Comment observer des baleines (sans les mettre en danger) ?

Ces excursions bénéficient en général aux les baleines, mais elles peuvent également les crisper. Voici comment faire en sorte que votre voyage leur fasse plus de bien que de mal.

De Anne Kim-Dannibale
Publication 13 avr. 2023, 17:29 CEST
Une baleine grise effectue un « spy-hop », un geste qui la place en position verticale et lui ...

Une baleine grise effectue un « spy-hop », un geste qui la place en position verticale et lui permet de jeter un œil aux environs, tandis qu’un bateau s’attarde en arrière-plan. Des touristes du monde entier embarquent pour admirer les baleines de près. Mais il peut être difficile de trouver des guides responsables qui ne mettent pas en danger ces géants des mers.

PHOTOGRAPHIE DE THOMAS P. PESCHAK, Nat Geo Image Collection

Partir sur la piste des orques à lors d’un circuit touristique baleinier peut donner lieu à des photos de vacances qu’on n’aura l’occasion de prendre qu’une seule fois dans sa vie. Quoique mémorables pour les touristes, de telles entreprises peuvent forcer les cétacés à abandonner des terrains de chasse cruciaux pour eux, à se séparer de leurs petits et même les accabler d’un stress débilitant.

La Commission baleinière internationale (qui supervise la pêche à la baleine et le tourisme baleinier dans le monde entier) répertorie une cinquantaine de pays qui se sont dotés de règles pour encadrer le tourisme maritime, qu’il s’agisse de distances de sécurité à respecter ou bien de durées maximales que les bateaux peuvent passer auprès d’un groupe de cétacés. Si le tourisme baleinier connaît un essor dans le monde entier, les touristes ont du mal à savoir si les guides locaux sont au courant des régulations qui encadrent la pratique, ni s’ils les respectent.

Étant donné que les espèces et les communautés côtières sont diverses et variées, les régulations et les ressources varient selon les régions : ce qui fonctionne à Tromsø, en Norvège, peut ne pas fonctionner à Baja California, au Mexique. Ainsi, il est difficile d’imposer des restrictions homogènes dans le monde entier et de les faire appliquer de manière uniforme.

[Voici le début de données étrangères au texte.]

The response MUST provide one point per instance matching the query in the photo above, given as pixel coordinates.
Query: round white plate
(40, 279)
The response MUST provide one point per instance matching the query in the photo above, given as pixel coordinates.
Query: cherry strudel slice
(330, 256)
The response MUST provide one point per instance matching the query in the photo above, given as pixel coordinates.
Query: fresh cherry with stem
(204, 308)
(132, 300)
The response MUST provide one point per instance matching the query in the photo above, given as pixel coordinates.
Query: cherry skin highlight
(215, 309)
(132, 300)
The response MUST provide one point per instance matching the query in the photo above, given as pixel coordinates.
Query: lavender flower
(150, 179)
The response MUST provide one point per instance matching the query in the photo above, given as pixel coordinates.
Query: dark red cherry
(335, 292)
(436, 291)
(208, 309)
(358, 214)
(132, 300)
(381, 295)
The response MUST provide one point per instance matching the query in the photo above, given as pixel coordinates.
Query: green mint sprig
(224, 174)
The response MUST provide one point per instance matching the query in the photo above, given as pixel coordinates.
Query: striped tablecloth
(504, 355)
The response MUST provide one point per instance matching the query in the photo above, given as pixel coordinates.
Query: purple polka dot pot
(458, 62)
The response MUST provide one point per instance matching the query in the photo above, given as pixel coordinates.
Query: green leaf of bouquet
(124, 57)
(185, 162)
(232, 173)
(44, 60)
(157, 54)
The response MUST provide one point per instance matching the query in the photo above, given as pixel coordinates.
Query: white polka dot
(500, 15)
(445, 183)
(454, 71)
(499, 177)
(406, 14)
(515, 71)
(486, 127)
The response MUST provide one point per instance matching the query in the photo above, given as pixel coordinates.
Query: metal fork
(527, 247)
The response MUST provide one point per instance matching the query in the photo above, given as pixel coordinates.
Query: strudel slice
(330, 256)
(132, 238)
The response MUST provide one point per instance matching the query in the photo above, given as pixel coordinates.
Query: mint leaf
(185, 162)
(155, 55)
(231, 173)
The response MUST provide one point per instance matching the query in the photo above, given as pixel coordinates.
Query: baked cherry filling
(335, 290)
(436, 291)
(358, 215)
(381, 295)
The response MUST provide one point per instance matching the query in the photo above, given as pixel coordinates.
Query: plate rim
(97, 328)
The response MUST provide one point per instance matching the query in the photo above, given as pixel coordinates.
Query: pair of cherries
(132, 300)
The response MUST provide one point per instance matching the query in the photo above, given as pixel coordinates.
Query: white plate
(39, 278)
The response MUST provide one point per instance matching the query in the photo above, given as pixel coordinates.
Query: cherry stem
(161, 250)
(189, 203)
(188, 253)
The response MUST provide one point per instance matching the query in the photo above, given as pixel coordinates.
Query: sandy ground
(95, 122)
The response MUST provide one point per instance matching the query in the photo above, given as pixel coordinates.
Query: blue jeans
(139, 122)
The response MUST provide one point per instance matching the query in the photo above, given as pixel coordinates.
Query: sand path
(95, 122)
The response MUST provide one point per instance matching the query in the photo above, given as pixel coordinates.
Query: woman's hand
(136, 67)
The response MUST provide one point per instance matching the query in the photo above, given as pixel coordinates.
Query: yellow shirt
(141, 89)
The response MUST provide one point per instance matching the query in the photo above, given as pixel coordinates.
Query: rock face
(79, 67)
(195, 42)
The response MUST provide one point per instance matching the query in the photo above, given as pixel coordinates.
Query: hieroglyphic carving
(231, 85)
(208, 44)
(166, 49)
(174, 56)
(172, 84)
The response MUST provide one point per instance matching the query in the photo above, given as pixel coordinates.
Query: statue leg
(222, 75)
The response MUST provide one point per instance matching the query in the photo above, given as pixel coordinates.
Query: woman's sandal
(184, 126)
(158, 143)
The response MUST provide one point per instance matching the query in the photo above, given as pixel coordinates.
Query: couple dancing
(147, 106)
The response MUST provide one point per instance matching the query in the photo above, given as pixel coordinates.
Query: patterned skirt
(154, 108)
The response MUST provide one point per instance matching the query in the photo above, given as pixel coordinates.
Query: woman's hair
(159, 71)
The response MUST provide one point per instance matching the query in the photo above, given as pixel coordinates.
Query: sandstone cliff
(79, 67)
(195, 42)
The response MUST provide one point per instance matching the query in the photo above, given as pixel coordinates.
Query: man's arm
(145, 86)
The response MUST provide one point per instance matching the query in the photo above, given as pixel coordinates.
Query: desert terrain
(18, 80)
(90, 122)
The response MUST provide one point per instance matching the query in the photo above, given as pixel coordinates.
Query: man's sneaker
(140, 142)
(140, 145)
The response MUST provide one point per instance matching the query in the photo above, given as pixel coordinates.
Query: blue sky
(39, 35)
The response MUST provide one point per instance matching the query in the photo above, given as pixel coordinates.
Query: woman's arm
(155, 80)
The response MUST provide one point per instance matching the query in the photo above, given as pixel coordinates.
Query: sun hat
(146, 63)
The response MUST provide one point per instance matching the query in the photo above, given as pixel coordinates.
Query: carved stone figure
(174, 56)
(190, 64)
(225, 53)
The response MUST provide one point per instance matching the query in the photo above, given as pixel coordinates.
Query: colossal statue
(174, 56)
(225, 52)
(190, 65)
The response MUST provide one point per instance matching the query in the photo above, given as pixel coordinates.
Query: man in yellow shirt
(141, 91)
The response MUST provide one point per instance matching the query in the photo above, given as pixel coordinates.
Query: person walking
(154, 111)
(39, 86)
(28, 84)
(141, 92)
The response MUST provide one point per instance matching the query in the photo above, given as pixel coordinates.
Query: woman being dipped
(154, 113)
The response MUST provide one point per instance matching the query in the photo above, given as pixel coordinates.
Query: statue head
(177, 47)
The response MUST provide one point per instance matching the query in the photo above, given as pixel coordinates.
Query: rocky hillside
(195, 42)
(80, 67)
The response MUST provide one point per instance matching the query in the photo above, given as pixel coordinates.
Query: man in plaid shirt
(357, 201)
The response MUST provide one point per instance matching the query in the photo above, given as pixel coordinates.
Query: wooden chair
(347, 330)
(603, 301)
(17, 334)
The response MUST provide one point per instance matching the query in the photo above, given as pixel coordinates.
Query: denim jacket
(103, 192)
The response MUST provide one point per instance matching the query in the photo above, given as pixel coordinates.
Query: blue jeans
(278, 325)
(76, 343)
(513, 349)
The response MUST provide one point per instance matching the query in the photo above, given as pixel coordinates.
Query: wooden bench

Ces facteurs peuvent grandement compliquer la tâche des touristes qui attendent avec impatience depuis longtemps une telle virée en mer. Il existe cependant des choses que vous pouvez faire avant de vous lancer pour faire en sorte que votre expérience soit inoubliable tout en participant à la protection des animaux et à la pérennisation de leur avenir. Voici ce qu’il faut savoir.

Des touristes regardent un groupe de rorquals communs depuis un bateau de croisière au large de l’île de Géorgie du Sud. Des mesures relatives à l’observation des baleines dictent à quelle distance les bateaux peuvent s’approcher des animaux marins et combien de temps ils peuvent rester.

PHOTOGRAPHIE DE Frans Lanting, Nat Geo Image Collection

 

L’ESSOR DU TOURISME BALEINIER

L’observation des baleines n’est devenue une activité touristique que dans les années 1950, période à laquelle l’ancien avant-poste militaire californien du Cabrillo National Monument est devenu le premier site de tourisme baleinier du monde à ouvrir au public. D’autres postes d’observation sont apparus sur le littoral. Ceux-ci longent la route migratoire des baleines grises (Eschrichtius robustus). Des propriétaires de bateau à l’esprit d’entreprise (pour beaucoup pêcheurs) n’ont pas tardé à se mettre à embarquer des personnes pour quelques heures entre les saisons de pêche.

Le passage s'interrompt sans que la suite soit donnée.